В историю китайского пушкиноведения вошло имя Гэ Баоцюаня – самого блистательного переводчика русского поэта. Впервые в Москве побывал он еще в тридцатых годах. Последний раз, полвека спустя, уже почтенным старцем, вновь приехал на родину любимого поэта поклониться святым пушкинским местам. В Михайловском, на празднике пушкинской поэзии в 1986-м, мне посчастливилось познакомиться с легендарным Гэ Баоцюанем и получить от него в подарок томик пушкинских стихов на китайском…
Китай открывал для себя Пушкина, открывал Россию, русскую душу, русскую культуру. А самого поэта китайцы стали почтительно именовать «отцом русской литературы».
Пу-си-цзинь – «веселое имя» Пушкин
Грустный пушкинский юбилей – столетие со дня гибели поэта. Но каким звучным эхом отозвались по всему миру торжества во славу русского гения!
От потрясенного КремляДо стен недвижного Китая.
В 1937-м в Шанхае при огромном стечении народа был открыт памятник Пушкину. В тот февральский день в красивейшей части города, на пересечении улиц Гизи и Пишон, царило праздничное оживление, звучала многоголосица: русская, китайская, французская речь.
Памятник Пушкину в Шанхае.
2002 г.
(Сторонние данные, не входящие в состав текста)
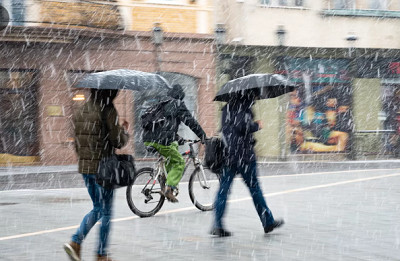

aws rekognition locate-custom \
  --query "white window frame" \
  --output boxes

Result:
[369,0,388,10]
[332,0,355,9]
[146,0,187,6]
[260,0,304,7]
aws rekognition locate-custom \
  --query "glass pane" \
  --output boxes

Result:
[295,0,303,6]
[0,70,39,157]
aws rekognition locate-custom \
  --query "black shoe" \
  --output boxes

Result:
[264,219,285,234]
[210,228,232,237]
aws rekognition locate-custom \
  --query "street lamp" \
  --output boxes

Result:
[275,25,288,160]
[215,23,226,46]
[346,33,358,160]
[276,25,286,46]
[346,33,358,58]
[152,23,163,73]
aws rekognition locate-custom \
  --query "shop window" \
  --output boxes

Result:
[0,0,25,25]
[382,85,400,130]
[0,70,39,159]
[381,85,400,155]
[283,57,354,155]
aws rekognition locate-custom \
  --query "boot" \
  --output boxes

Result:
[163,186,178,203]
[63,241,81,261]
[210,228,232,237]
[264,219,285,234]
[97,254,116,261]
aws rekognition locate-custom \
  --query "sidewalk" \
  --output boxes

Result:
[2,159,400,176]
[1,159,400,191]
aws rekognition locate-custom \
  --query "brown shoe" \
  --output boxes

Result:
[97,254,116,261]
[163,186,178,203]
[63,241,81,261]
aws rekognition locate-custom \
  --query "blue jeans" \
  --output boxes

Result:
[214,161,274,229]
[72,174,114,256]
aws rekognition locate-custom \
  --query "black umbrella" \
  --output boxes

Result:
[214,73,296,102]
[74,69,171,92]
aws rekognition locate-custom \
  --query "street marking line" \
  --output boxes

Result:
[1,168,400,194]
[1,172,399,241]
[257,168,400,179]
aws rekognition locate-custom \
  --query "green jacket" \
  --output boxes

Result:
[73,100,129,174]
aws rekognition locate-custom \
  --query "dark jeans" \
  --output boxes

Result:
[72,174,114,256]
[214,161,274,229]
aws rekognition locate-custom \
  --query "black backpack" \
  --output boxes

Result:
[204,137,225,174]
[140,99,171,131]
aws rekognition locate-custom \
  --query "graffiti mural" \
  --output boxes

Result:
[281,58,354,154]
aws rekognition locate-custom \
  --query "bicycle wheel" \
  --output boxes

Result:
[126,167,165,217]
[188,167,220,211]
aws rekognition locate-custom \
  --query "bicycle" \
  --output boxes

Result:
[126,139,220,217]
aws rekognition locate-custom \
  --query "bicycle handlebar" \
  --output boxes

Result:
[182,139,202,144]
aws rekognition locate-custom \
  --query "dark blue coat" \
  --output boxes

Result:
[221,99,260,167]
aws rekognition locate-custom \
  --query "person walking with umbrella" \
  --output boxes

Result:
[64,89,129,261]
[211,74,293,237]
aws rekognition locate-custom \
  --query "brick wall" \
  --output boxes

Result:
[0,28,216,165]
[40,1,122,29]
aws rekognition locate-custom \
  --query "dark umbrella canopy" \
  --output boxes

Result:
[74,69,171,92]
[214,73,296,102]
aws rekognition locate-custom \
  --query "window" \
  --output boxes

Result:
[0,0,25,25]
[369,0,387,10]
[0,70,39,157]
[260,0,304,7]
[279,0,287,6]
[295,0,303,6]
[333,0,355,9]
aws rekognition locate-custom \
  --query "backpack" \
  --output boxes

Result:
[204,136,225,174]
[140,99,171,131]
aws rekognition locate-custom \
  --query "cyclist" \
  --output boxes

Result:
[141,84,207,202]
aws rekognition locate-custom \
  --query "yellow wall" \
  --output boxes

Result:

Фотография
Председатель Шанхайского пушкинского комитета К.Э. Мецлер попросил всех склонить головы в память о русском поэте. Дочь генерального консула Франции госпожа Бодэз перерезала ленточку, – и покров, скрывавший памятник, медленно опустился. Раздались ликующие звуки французского военного оркестра, и затем – русский хор грянул «Коль славен наш Господь». Архиепископ Иоанн, свершив краткий молебен, окропил памятник святой водой. И к его подножию был возложен венок из живых цветов.
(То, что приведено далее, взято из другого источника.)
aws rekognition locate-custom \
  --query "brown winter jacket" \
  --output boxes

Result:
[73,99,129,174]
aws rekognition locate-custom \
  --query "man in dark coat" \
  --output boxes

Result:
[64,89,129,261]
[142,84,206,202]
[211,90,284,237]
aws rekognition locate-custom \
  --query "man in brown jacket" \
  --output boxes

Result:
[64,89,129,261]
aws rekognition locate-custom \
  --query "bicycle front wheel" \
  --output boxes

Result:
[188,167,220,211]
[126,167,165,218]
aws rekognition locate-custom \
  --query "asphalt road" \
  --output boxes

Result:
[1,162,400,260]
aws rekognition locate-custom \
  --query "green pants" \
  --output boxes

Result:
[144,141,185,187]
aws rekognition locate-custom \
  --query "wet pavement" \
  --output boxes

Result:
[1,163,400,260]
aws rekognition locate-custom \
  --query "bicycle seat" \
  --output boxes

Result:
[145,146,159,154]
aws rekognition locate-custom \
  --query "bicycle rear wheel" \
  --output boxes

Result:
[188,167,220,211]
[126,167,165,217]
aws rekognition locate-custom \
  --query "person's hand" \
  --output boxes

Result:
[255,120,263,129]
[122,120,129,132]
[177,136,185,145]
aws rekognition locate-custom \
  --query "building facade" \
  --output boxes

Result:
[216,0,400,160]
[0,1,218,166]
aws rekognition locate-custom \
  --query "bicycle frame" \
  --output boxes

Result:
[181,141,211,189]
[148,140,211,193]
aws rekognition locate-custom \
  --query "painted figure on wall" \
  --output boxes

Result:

Церемониальным маршем мимо памятника поэту (его бронзовый лик был обращен на север, в сторону далекой родины) прошли ученики русских школ…
Первый памятник Пушкину в Азии, вне пределов России, воздвигли в Шанхае! И создан он был благодаря тройственным усилиям – русских эмигрантов, китайских властей и французских дипломатов.
Но шанхайскому памятнику довелось стать свидетелем не только славных торжеств, были в его истории и горькие годы забвенья. Уже в том же 1937-м Япония, оккупировав северо-восток Китая, начала войну против соседнего государства. И памятник русскому гению, – у его подножия всегда лежали цветы, – ставший символом свободы и независимости, был тайно демонтирован. Восстановили его лишь в феврале 1947-го.
Затем пришел черед «культурной революции», и «шанхайский Пушкин» вновь помешал строить счастливую жизнь для китайского народа.
Год 1987-й отмечен третьим «рождением» памятника (и, дай Бог, последним!) – «опальный» монумент встал наконец-таки на прежнем месте. Создано и Всекитайское пушкинское общество, издаются собрания сочинений поэта. Юбилей русского гения праздновался в Китае на самом высоком государственном уровне. Ведь недавний глава Китайской Народной Республики Цзян Цзэминь относит себя к числу поклонников Пушкина и даже декламирует на русском его стихи.
Китайская ветвь на Гавайях
Жизнь сама дописала «китайскую страницу» в биографии поэта, которая, вопреки всем законам бытия, так и не завершилась в том далеком зимнем Петербурге, в старинном доме на набережной Мойки.
Пройдут десятилетия, и в середине двадцатого столетия семнадцатилетняя Елизавета Дурново, прапраправнучка поэта, выйдет замуж за китайца Родни Лиу. И свадьба эта будет отпразднована не где-нибудь, а в Париже, родном городе юной невесты.